Highlights der neuen und verbesserten Funktionen in Parallels Desktop 17 für Mac:

  • Erstmalige Unterstützung für macOS 12 Monterey und Windows 11: Parallels Desktop 17 wird macOS Monterey als Host- und Gast-Betriebssystem (OS) unterstützen und für Windows 11 optimiert sein. Beide neuen Betriebssysteme werden noch in diesem Jahr erwartet.

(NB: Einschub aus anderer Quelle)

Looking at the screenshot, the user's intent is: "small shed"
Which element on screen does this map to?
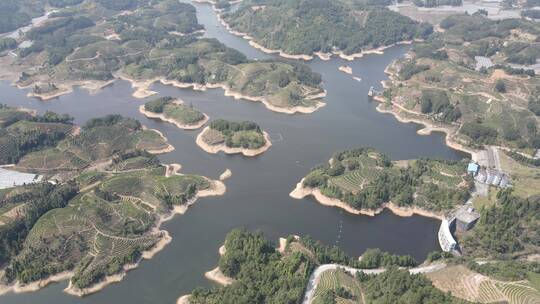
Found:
[456,205,480,231]
[467,163,480,176]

Einen kleinen Vorgeschmack auf die mit Spannung erwarteten Previews von macOS Monterey und Windows 11 in einer virtuellen Maschine (VM) bietet die Installation über den Parallels Desktop 17 Installationsassistenten.

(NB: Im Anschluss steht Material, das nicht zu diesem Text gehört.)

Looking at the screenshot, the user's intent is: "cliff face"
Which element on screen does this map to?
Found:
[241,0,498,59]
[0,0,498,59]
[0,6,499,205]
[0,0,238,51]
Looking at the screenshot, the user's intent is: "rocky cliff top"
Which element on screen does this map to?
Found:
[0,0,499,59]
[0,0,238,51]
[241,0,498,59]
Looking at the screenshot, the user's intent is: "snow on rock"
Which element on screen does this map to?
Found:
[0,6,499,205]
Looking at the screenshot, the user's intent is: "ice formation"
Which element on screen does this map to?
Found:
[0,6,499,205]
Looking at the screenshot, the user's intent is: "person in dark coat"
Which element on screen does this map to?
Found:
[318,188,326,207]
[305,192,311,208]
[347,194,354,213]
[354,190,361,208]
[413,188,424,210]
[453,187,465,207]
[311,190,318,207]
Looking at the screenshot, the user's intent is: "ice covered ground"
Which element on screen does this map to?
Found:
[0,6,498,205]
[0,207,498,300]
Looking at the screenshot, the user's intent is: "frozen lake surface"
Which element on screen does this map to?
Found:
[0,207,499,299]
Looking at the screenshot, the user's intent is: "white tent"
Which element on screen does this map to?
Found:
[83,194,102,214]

  • Verbesserte Geschwindigkeit und Leistung: Anwendungen, die mit Parallels Desktop 17 auf Mac-Computern mit Apple M1- und Intel-Chip ausgeführt werden, laufen jetzt deutlich schneller und effizienter. Zu den beobachteten Leistungssteigerungen gehören:
    • Auf allen unterstützten Mac-Computern:
      • Bis zu 38 Prozent schnelleres Fortsetzen von Windows, Linux und macOS
      • Die OpenGL-Grafikleistung ist bis zu 6-mal schneller
      • Bis zu 25 Prozent schnellere 2D Grafikverarbeitung in Windows
    • Auf einem Mac mit dem Apple M1 Chip:
      • Bis zu 33 Prozent schnellerer Start von Windows 10 in der ARM Insider Preview
      • Bis zu 20 Prozent schnellere Festplattenleistung von Windows 10 in der ARM Insider Preview
      • Bis zu 28 Prozent bessere DirectX 11-Grafikleistung
    • Auf einem Mac mit Intel Prozessor:
      • Bis zu 60 Prozent schnellere Netzwerkverbindung auf virtuellen macOS Big Sur-Maschinen (und neuer)

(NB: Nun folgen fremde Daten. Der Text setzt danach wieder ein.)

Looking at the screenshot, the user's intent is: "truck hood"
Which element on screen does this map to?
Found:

  • Neuer Display-Treiber für ein verbessertes Gaming-Erlebnis unter Windows: Der verbesserte Anzeigetreiber in Parallels Desktop 17 sorgt für eine deutlich flüssigere Reaktionsfähigkeit der Windows-Benutzeroberfläche und eine synchronisierte Videowiedergabe. Der neue Treiber erhöht die Bildfrequenz in vielen 2D-Action-Platformer-Spielen wie Foregone, Smelter und vielen anderen für ein besseres Spielerlebnis.
  • Zusätzliche, leistungsstarke Funktionen für Macs mit dem Apple M1 Chip: Mit Parallels Desktop 17 erkennt Windows 10 den Akkustatus des Macs und aktiviert die Akkuschonung, wenn dieser niedrig ist. Der neue virtuelle TPM-Chip ermöglicht es Windows 10 und Windows 11, BitLocker und Secure Boot für ein höheres Maß an Datensicherheit zu nutzen. Damit unterstützt Parallels Desktop 17 Mehrkanaltöne und Buchsenanwesenheitserkennung mit nativen Treibern in Linux-VMs. Nutzer können so eine virtuelle Linux-Maschine bequem in einem Fenstermodus mit dynamischer Auflösungsunterstützung öffnen und VM-Fenster vergrößern. Linux aktualisiert die Anzeige automatisch für die neue Auflösung.
  • Verbesserter Coherence-Modus: Der Coherence-Modus ist eine seit langem beliebte Funktion, die von 80 Prozent der Parallels Desktop-Benutzer genutzt wird und es ihnen ermöglicht, Windows- und Mac-Programme nebeneinander auszuführen, ohne den Windows-Desktop zu sehen. Die Benutzer genießen jetzt einen unterbrechungs- und ablenkungsfreien Arbeitsablauf, da jedes Herunterfahren von Windows, sämtliche Updates und Anmeldebildschirme in Fenstern angezeigt werden, sodass der Benutzer diese minimieren kann, um konzentriert und produktiv zu bleiben.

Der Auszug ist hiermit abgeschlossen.